If a patient had gastric banding, they may never
feel “satisfied” with small meals. Commonly,
gastric banding does not give patients the same feedback
of satiety that the gastric bypass provides. In
such cases, a revision to a gastric bypass may benefit
the patient. However, taking down the scar around
the band can be quite technically difficult.
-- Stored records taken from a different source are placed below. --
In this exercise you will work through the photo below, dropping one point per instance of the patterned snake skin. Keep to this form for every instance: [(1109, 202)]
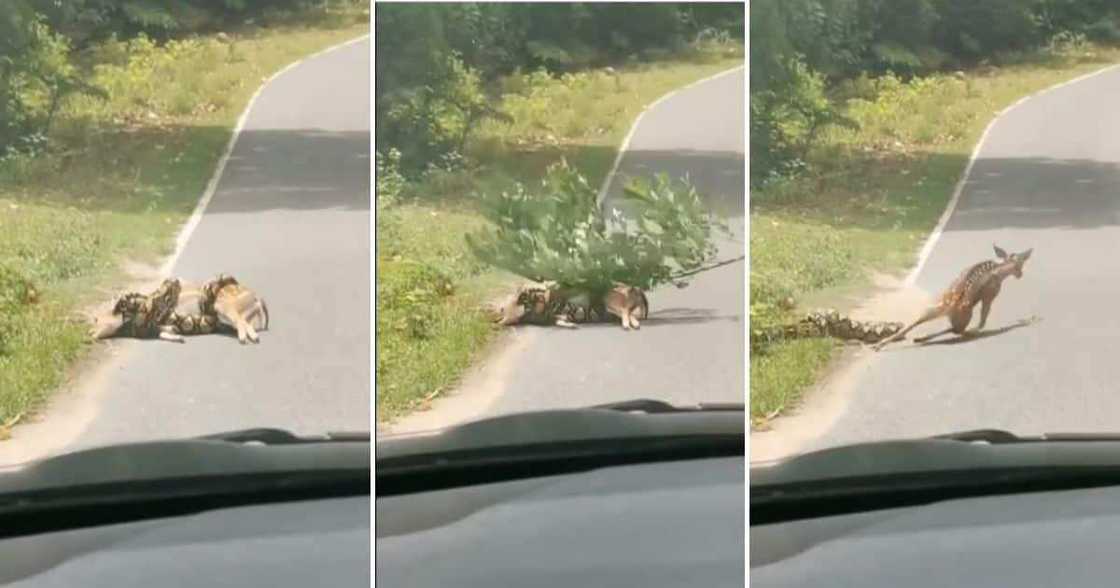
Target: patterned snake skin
[(145, 315), (826, 323)]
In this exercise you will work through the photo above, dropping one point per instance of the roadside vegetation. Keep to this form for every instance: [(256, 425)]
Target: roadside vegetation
[(862, 120), (474, 99), (112, 118)]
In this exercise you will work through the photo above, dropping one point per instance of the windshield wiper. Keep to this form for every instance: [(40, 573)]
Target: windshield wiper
[(267, 436), (1001, 437), (658, 407), (449, 469)]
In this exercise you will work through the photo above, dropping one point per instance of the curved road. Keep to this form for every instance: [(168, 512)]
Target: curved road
[(1047, 177), (290, 218), (691, 347)]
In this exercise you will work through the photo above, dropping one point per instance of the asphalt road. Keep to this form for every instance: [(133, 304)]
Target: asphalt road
[(1047, 177), (691, 347), (290, 218)]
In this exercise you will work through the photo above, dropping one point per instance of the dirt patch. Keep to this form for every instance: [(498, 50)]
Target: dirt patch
[(481, 386), (71, 409), (824, 402)]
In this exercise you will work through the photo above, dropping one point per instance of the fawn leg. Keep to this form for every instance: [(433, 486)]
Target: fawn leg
[(985, 308), (933, 336), (562, 322), (930, 314)]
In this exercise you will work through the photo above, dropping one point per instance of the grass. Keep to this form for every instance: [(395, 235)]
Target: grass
[(581, 118), (871, 197), (121, 176)]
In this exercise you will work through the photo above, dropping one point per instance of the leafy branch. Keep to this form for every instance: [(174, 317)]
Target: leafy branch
[(559, 233)]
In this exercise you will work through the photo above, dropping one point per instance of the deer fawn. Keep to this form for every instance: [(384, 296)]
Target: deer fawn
[(977, 285)]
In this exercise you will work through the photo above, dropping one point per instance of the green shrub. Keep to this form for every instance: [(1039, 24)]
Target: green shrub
[(410, 297), (559, 233)]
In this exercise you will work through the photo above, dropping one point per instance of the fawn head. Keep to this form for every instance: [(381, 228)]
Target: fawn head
[(1014, 261)]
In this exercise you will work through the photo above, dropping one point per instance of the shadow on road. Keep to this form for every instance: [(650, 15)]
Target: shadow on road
[(687, 316), (718, 176), (981, 335), (296, 170)]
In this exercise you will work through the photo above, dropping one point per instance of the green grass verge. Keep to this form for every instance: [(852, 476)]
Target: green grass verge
[(871, 197), (426, 343), (122, 175)]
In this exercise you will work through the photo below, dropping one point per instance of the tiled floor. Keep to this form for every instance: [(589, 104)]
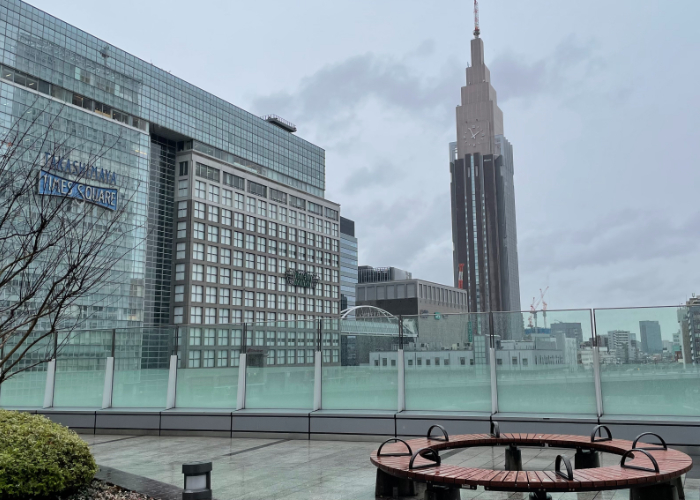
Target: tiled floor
[(265, 469)]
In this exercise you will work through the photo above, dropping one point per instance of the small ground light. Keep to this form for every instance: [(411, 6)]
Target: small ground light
[(197, 481)]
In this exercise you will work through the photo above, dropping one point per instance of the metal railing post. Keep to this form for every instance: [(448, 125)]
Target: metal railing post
[(242, 361), (318, 370), (492, 366), (402, 370), (596, 368)]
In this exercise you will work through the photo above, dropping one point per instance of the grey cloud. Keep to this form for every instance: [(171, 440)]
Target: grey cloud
[(563, 69)]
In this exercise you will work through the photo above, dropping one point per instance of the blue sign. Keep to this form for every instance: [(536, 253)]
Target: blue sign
[(53, 185), (84, 170)]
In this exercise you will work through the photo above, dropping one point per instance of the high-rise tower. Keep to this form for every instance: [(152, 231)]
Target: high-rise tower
[(483, 196)]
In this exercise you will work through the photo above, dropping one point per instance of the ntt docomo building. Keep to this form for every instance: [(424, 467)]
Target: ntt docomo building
[(235, 225)]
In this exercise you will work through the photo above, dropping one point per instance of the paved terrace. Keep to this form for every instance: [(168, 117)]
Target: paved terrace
[(265, 469)]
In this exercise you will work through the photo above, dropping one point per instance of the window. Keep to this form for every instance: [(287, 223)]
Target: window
[(249, 242), (210, 315), (225, 236), (237, 278), (182, 229), (262, 208), (257, 189), (198, 251), (182, 188), (207, 172), (227, 198), (200, 190), (225, 276), (226, 217), (213, 214), (181, 250), (278, 196), (178, 313), (181, 209), (199, 230), (197, 272), (234, 181), (238, 220), (250, 260), (213, 193), (222, 358), (297, 202), (179, 272), (196, 315), (193, 359)]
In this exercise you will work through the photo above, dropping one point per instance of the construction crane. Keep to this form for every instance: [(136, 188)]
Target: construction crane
[(544, 306)]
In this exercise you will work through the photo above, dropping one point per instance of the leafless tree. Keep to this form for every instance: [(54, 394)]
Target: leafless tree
[(59, 254)]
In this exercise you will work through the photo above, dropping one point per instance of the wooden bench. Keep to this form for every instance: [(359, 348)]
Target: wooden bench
[(650, 471)]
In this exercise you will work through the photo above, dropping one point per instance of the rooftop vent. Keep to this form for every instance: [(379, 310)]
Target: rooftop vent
[(280, 122)]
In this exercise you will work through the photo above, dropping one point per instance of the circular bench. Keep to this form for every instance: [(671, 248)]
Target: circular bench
[(651, 471)]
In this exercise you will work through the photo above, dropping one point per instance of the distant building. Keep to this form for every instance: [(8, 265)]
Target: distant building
[(689, 319), (369, 274), (348, 263), (411, 297), (650, 333), (570, 330)]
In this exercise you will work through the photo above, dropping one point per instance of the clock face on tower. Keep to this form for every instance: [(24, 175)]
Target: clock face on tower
[(476, 133)]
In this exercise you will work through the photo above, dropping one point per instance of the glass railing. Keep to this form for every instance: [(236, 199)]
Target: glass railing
[(635, 361), (446, 362), (360, 365), (646, 360), (280, 364), (543, 363)]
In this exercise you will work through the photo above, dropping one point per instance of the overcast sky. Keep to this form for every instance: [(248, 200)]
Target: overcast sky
[(600, 101)]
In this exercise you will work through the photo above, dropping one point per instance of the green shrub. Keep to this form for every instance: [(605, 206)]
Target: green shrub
[(39, 458)]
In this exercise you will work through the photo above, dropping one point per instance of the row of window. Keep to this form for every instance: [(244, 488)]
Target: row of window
[(261, 226), (257, 189), (262, 300), (214, 316), (225, 276), (221, 338), (252, 205), (225, 358)]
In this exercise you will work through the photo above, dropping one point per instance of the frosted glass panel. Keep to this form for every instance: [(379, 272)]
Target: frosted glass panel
[(79, 388), (646, 361), (445, 359), (544, 364), (280, 364), (207, 388), (24, 389)]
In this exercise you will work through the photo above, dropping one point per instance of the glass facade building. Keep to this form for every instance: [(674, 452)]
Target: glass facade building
[(204, 179)]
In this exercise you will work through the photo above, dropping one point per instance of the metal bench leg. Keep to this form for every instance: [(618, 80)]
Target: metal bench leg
[(514, 459), (586, 459), (664, 491), (392, 486), (440, 492)]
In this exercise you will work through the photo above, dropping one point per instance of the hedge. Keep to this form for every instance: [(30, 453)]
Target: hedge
[(39, 458)]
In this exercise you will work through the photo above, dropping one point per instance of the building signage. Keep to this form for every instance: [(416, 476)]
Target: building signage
[(53, 185), (84, 170), (301, 278)]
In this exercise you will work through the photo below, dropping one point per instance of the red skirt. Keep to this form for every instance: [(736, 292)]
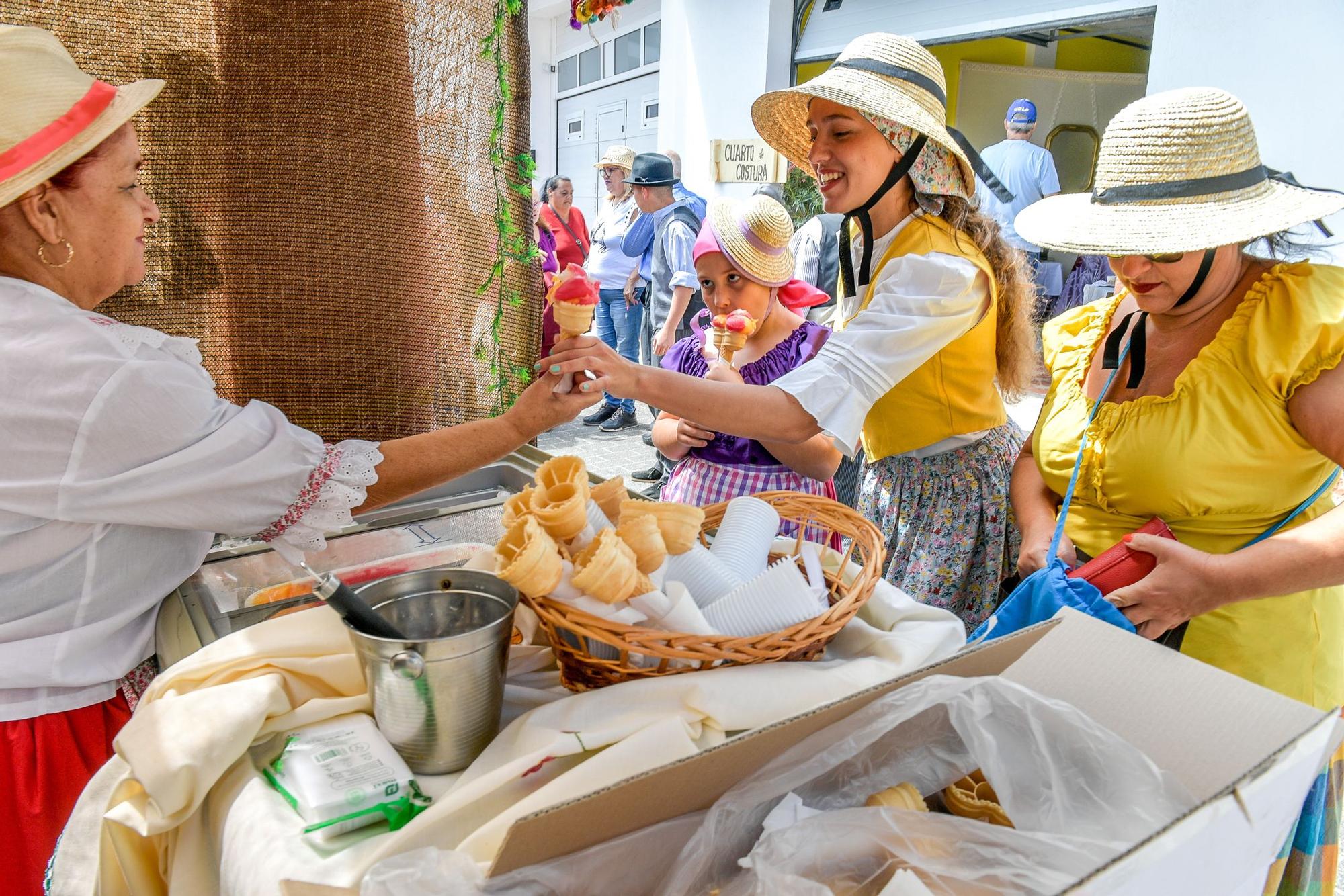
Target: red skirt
[(45, 765)]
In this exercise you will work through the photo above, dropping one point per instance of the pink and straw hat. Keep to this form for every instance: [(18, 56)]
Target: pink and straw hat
[(54, 114)]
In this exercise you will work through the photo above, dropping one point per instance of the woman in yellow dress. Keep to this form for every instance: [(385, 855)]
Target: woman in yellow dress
[(1222, 420)]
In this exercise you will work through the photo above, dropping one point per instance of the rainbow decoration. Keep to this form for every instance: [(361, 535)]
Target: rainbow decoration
[(588, 11)]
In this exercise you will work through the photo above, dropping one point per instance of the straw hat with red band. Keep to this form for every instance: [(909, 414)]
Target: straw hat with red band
[(53, 112)]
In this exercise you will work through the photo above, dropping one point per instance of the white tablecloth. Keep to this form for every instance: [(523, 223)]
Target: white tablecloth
[(183, 809)]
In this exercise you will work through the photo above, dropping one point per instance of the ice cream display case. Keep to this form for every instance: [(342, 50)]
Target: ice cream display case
[(244, 582)]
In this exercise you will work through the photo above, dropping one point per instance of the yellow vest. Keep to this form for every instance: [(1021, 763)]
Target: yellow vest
[(954, 393)]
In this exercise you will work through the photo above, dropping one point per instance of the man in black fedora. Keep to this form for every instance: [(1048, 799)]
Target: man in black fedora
[(674, 295)]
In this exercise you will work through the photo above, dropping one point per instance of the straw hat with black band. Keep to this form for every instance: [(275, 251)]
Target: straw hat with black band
[(53, 112), (1178, 173), (885, 77)]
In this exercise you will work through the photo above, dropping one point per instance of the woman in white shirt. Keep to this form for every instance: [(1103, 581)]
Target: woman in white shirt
[(120, 460), (618, 318), (937, 324)]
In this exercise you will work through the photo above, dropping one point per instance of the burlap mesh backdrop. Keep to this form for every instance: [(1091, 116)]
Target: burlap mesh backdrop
[(329, 201)]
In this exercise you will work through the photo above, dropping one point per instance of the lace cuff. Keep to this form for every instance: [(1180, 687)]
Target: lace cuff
[(337, 484)]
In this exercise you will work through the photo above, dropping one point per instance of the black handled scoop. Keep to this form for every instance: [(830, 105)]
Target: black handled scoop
[(351, 609)]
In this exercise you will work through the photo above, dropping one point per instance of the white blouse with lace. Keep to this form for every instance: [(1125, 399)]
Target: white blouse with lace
[(119, 463)]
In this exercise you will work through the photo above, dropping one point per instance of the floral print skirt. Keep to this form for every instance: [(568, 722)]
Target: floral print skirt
[(950, 529)]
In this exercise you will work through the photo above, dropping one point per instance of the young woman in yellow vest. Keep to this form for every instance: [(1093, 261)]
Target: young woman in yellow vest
[(935, 330)]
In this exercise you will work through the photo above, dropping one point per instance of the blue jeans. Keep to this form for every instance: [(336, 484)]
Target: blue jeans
[(619, 327)]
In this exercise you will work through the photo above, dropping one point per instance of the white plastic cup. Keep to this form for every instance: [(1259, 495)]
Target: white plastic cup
[(704, 576), (745, 537), (778, 600)]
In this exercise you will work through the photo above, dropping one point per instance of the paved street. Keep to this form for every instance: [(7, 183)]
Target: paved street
[(605, 453)]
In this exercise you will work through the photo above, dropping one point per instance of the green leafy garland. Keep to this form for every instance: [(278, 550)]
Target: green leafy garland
[(513, 175)]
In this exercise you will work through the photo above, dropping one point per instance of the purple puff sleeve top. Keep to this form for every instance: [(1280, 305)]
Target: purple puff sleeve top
[(798, 349)]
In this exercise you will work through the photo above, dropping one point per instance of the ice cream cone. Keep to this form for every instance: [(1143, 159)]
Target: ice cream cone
[(610, 496), (729, 343), (607, 569), (564, 469), (679, 523), (575, 319), (561, 510), (974, 797), (529, 559), (646, 539), (517, 507), (904, 796)]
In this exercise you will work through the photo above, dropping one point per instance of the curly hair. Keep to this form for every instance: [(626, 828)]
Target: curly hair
[(1015, 341)]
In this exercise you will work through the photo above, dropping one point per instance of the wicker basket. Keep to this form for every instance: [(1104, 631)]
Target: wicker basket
[(572, 632)]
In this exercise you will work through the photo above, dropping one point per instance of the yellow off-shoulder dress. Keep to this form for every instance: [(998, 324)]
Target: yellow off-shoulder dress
[(1218, 460)]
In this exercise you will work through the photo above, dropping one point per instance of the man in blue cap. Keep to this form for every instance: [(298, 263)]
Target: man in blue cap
[(1025, 169)]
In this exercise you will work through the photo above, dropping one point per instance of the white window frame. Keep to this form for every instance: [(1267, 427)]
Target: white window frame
[(575, 138), (646, 123)]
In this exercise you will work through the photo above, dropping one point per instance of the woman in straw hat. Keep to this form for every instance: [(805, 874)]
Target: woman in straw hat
[(1222, 420), (744, 264), (120, 460), (937, 310), (618, 318)]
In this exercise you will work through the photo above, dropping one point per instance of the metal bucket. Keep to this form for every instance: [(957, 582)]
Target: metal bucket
[(437, 697)]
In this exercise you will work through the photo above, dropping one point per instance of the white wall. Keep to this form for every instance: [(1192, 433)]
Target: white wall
[(1282, 62), (717, 58), (541, 37)]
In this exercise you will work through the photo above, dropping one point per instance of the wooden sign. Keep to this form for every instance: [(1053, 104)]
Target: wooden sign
[(748, 162)]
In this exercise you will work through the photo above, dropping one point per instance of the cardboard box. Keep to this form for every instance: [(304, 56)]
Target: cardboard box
[(1248, 756)]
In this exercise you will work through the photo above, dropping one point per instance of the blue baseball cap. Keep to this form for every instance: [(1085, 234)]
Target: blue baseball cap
[(1022, 112)]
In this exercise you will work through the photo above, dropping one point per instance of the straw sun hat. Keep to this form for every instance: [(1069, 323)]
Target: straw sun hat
[(1178, 173), (53, 112), (755, 236), (619, 156), (880, 75)]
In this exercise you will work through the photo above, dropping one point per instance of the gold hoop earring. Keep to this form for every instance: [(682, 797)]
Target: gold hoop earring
[(42, 253)]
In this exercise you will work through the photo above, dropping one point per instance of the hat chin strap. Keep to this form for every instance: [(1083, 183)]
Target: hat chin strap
[(1139, 345), (898, 171)]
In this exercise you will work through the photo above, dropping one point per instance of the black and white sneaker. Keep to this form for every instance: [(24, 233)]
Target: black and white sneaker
[(623, 420), (601, 414)]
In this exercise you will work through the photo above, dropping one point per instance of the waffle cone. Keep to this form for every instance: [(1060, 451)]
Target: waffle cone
[(610, 496), (904, 796), (605, 570), (529, 559), (729, 343), (974, 797), (564, 469), (679, 523), (561, 510), (517, 507), (644, 537), (575, 319)]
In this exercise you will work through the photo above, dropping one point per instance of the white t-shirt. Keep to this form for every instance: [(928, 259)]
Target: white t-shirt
[(607, 264), (920, 304), (1029, 173), (120, 464)]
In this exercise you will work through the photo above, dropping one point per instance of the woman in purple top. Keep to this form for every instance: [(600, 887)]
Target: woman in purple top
[(744, 264)]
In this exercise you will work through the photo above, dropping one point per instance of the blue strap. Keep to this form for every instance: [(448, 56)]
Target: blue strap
[(1316, 495), (1083, 447)]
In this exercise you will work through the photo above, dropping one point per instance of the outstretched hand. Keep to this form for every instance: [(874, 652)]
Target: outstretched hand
[(541, 409), (1185, 584), (614, 374)]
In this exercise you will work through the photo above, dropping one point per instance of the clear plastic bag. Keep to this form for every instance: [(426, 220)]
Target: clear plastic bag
[(1077, 793)]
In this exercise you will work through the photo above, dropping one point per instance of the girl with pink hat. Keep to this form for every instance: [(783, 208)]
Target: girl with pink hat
[(745, 268)]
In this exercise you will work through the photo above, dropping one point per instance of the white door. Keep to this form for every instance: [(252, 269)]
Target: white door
[(589, 123)]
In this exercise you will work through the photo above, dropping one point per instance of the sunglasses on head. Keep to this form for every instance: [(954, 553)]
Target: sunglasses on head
[(1158, 259)]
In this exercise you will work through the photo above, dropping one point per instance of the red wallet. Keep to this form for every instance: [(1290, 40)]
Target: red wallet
[(1120, 565)]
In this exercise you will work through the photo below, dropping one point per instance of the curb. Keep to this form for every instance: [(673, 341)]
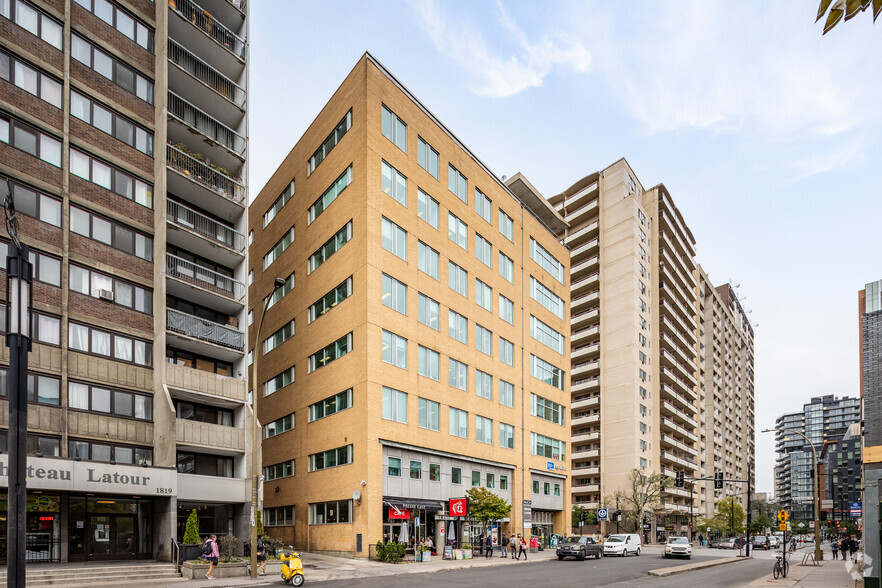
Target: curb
[(665, 572)]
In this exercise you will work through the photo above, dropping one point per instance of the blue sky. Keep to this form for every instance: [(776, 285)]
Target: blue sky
[(766, 134)]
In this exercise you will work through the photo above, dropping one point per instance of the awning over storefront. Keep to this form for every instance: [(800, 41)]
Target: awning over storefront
[(414, 503)]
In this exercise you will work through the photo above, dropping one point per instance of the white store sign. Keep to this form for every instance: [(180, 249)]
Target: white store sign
[(85, 476)]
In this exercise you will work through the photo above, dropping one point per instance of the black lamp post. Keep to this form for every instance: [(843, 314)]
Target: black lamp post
[(19, 300)]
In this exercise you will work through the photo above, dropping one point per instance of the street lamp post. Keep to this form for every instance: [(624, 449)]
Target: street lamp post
[(819, 555), (255, 428)]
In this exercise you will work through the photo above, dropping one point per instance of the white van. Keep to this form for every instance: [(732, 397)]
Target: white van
[(622, 544)]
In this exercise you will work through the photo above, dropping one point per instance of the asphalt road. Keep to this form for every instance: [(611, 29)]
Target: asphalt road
[(608, 571)]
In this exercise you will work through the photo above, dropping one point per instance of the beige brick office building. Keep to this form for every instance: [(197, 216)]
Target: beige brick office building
[(123, 135), (419, 346)]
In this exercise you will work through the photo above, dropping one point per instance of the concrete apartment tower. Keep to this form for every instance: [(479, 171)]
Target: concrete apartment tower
[(422, 364), (123, 133)]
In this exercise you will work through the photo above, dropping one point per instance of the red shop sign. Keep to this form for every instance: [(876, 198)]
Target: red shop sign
[(458, 507), (396, 512)]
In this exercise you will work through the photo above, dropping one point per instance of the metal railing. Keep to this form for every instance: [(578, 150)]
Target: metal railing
[(203, 277), (205, 175), (204, 72), (205, 124), (193, 326), (186, 217), (203, 21)]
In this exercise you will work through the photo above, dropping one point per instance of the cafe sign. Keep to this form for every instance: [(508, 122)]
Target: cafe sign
[(85, 476)]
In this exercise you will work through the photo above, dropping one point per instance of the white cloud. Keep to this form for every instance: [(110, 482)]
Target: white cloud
[(500, 73)]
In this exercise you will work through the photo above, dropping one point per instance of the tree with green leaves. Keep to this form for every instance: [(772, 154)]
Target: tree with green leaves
[(847, 9)]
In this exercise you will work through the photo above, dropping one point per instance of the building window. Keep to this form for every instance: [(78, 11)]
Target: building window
[(34, 21), (330, 459), (394, 184), (428, 311), (546, 409), (429, 363), (459, 423), (279, 470), (428, 260), (483, 250), (394, 129), (280, 516), (334, 351), (97, 228), (427, 208), (325, 200), (483, 340), (110, 177), (506, 393), (506, 439), (394, 239), (546, 260), (429, 415), (506, 351), (115, 125), (112, 345), (330, 513), (319, 156), (286, 378), (458, 231), (457, 183), (394, 405), (279, 337), (81, 396), (506, 309), (112, 69), (458, 326), (330, 247), (546, 335), (30, 79), (278, 426), (394, 294), (279, 203), (29, 139), (483, 430), (457, 374), (394, 349), (483, 384), (506, 226), (331, 299), (427, 157), (546, 372), (331, 405), (546, 298)]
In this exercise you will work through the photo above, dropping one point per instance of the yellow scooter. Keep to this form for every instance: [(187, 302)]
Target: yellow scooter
[(292, 567)]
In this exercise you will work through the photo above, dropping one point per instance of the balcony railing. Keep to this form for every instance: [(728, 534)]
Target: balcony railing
[(193, 326), (204, 72), (203, 277), (203, 21), (186, 217), (205, 124), (205, 175)]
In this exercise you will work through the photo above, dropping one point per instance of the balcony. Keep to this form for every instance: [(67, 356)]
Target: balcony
[(199, 83), (219, 439), (203, 286), (202, 235), (205, 337), (204, 186)]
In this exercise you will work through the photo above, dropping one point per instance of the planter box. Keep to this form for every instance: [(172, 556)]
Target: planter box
[(196, 571)]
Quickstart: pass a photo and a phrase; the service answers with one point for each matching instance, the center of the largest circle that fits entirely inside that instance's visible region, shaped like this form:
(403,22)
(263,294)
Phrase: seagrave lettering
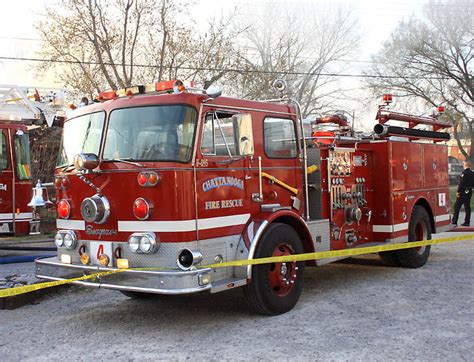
(91,231)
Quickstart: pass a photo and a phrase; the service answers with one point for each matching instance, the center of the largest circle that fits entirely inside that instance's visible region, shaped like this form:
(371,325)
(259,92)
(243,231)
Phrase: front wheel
(276,287)
(419,229)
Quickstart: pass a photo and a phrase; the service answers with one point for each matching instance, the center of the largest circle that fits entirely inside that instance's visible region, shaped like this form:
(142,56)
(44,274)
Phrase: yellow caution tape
(339,253)
(33,287)
(275,259)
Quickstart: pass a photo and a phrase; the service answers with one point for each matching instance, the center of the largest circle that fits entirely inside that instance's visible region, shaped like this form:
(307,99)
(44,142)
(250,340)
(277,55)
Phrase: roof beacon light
(129,92)
(107,95)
If a patient had a vertical banded gastroplasty (VBG)/
stomach stapling, they may have initially lost weight
only to lose their feeling of restriction and regain
the weight. Several technical
failures arise with this type of surgery over time. It
is appropriate to consider revision to a gastric bypass
if one of these failures has occurred.
Finally, remember that revision operations are more
technically challenging and carry a higher complication
risk. Patients need to seek out very experienced
bariatric surgeons that perform revision surgeries. Not
everyone who regains weight or fails to lose as much
weight as they would have liked are candidates for revisional
surgery. Because morbid obesity is a multi-factorial
disease, a multi-disciplined approach should be utilized
to treat patients that have regained or failed to lose
weight.
Successful bariatric surgery starts with the operation. Some
operations have been done much longer and have been proven
to be more durable over time. Gastric bypass surgery
is one such operation. Postoperative instruction
and support is also very important. Snacking behavior,
poor water intake, lack of exercise, and poor supplementation
intake can all lead to poor outcomes.
When patients are being evaluated for a revision in
our program, a consultation with the surgeon is scheduled. At
that time all tests are reviewed as well as the operative
report, if provided. Our surgeon then assesses
the risks and potential benefits of revision surgery
for the patient. Nearly all our program’s
operations are now performed laparoscopically and with
that in mind, our surgeon will discuss the possibility
of performing the operation laparoscopically. If
surgery is indicated and the potential risks are understood,
our program can provide years of experience in revisional
bariatric surgery to help you achieve your goal.